South Korea’s spy agency predicted the North might carry out another nuclear test or ballistic missile launch in coming days or weeks. Analysts said the timing appeared to be an attention-grabbing calculation from a state well-versed in provocative acts, coming just ahead of Obama’s State of the Union address at the start of his second term.
Chinese Foreign Minister Yang Jiechi summoned Pyongyang’s ambassador, expressing Beijing’s “strong dissatisfaction and firm opposition” to the test.
China’s economic aid provides a lifeline to impoverished North Korea, but analysts say Beijing’s leverage over Pyongyang is limited by its fear of a North Korean collapse, which could send a flood of refugees over the border.
Neighbors Japan and South Korea stressed the threat to their own national security, while Russia, NATO and the European Union all condemned the test as illegal and a flagrant violation of UN resolutions.
Russian Foreign Minister Sergei Lavrov said he expected the UN Security Council to deliver “an adequate response” to the test, the North’s first since its new, young leader Kim Jong-Un succeeded his late father Kim Jong-Il.
Security analysts said it sent an unequivocal message of intent on the back of a successful long-range rocket launch in December. “The launch and the test are empirical evidence that Kim and his regime have no intention of negotiating away the North’s nuclear program any time soon,” said Paul Carroll, program director at the US-based Ploughshares Fund.
On a technical level, experts will be hungry to know if North Korea has switched from plutonium to a new and self-sustaining nuclear weaponization program using uranium.
The statement issued by the North’s state-run KCNA news agency did not specify what fissile material was used, but noted that the test’s success had provided the North with a “diversified” nuclear deterrent.
The North has substantial deposits of uranium ore and it is much easier to secretly enrich uranium, which can be done with centrifuges rather than the nuclear reactor required for plutonium enrichment.
The explosion had a yield of six to seven kilotons, said South Korean defense ministry spokesman Kim Min-Seok, significantly more than the 2006 and 2009 tests which both used plutonium. US intelligence agencies, which said Pyongyang had “probably carried out an underground nuclear explosion,” put the yield at “approximately several kilotons.”

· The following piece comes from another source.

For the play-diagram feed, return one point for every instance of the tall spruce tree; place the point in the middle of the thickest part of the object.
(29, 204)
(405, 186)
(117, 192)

The explosive yield compared with 15 kilotons in the world’s first atomic bomb dropped by the United States on Hiroshima in 1945.
The latest test throws down a stark security and diplomatic challenge to Obama as well as to new Chinese leader Xi Jinping.
“North Korea represents a serious threat to the US. We’ve got to be prepared to deal with that,” outgoing US Defense Secretary Leon Panetta said.
Paik Hak-Soon, a North Korea expert at the Sejong Institute in Seoul, said Kim Jong-Un was intent on triggering a crisis that would force the international community to negotiate on his terms.
“The UN is running out of options and probably knows new sanctions would only have a limited impact,” Paik said.
“The only real option for curbing further provocation is starting a dialogue with the North, but that will be very difficult given the domestic political pressure on leaders in the US, South Korea and Japan.”